Ben was all on fire with indignation and excitement. He reached the office of Mr. Pearsons, his father’s lawyer, breathless and perspiring. It was to find his father pacing the floor in a restless, anxious way.

“Oh, father,” exclaimed Ben, “this is terrible!”

“For Saxton, yes,” said Mr. Hardy, in his usual calm and trustful way. “A man who will do what he has done, will wake up with a tormenting conscience some day.”

“But what good does that do us now?”

“Don’t worry, my son, everything will come out right.”

“It’s a pretty hard thing to see you charged with stealing.”

“They will have to prove those charges, Ben.”

“And they have got hold of our new monoplane parts.”

“Mr. Pearsons has just gone to see about those,” said Mr. Hardy.

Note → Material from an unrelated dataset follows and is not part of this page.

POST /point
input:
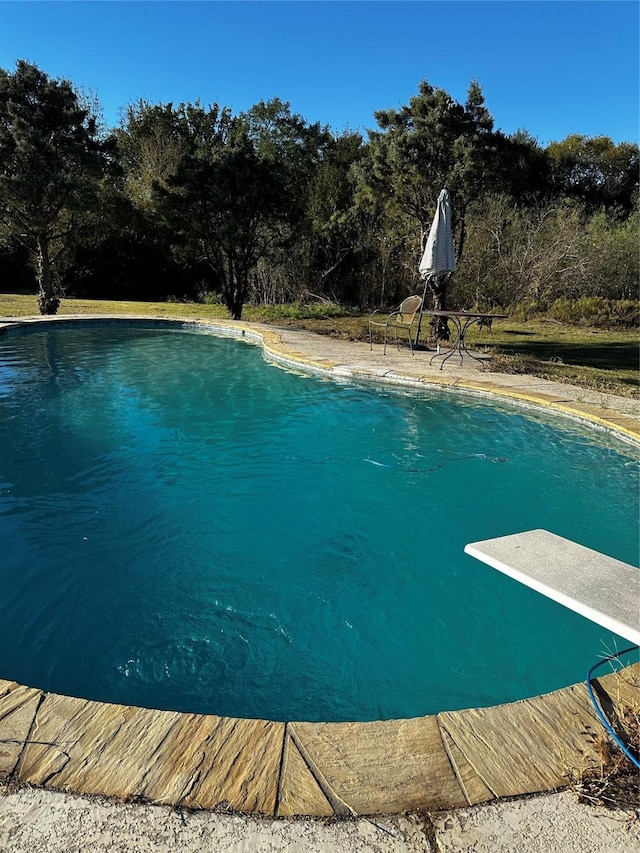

The lawyer in question entered the office at that moment. He was in great haste. He looked stirred up and bothered.

Mr. Pearsons nodded to Ben. Then he turned towards his anxious-faced father.

“Well, Hardy,” he observed, “we’re dealing with a bad crowd, I can tell you.”

“You mean Mr. Saxton?”

“And his accomplices and lawyers. The recovery of those automobile parts was only a ruse.”

“A ruse?” repeated Mr. Hardy wonderingly.

“Yes.”

“How do you mean, Mr. Pearsons?”

“They were really after the parts of that flying machine of yours.”

“Why?”

“Well, Hardy,” pronounced the lawyer emphatically, “I am satisfied that the motive of this raid is to steal your airship inventions!”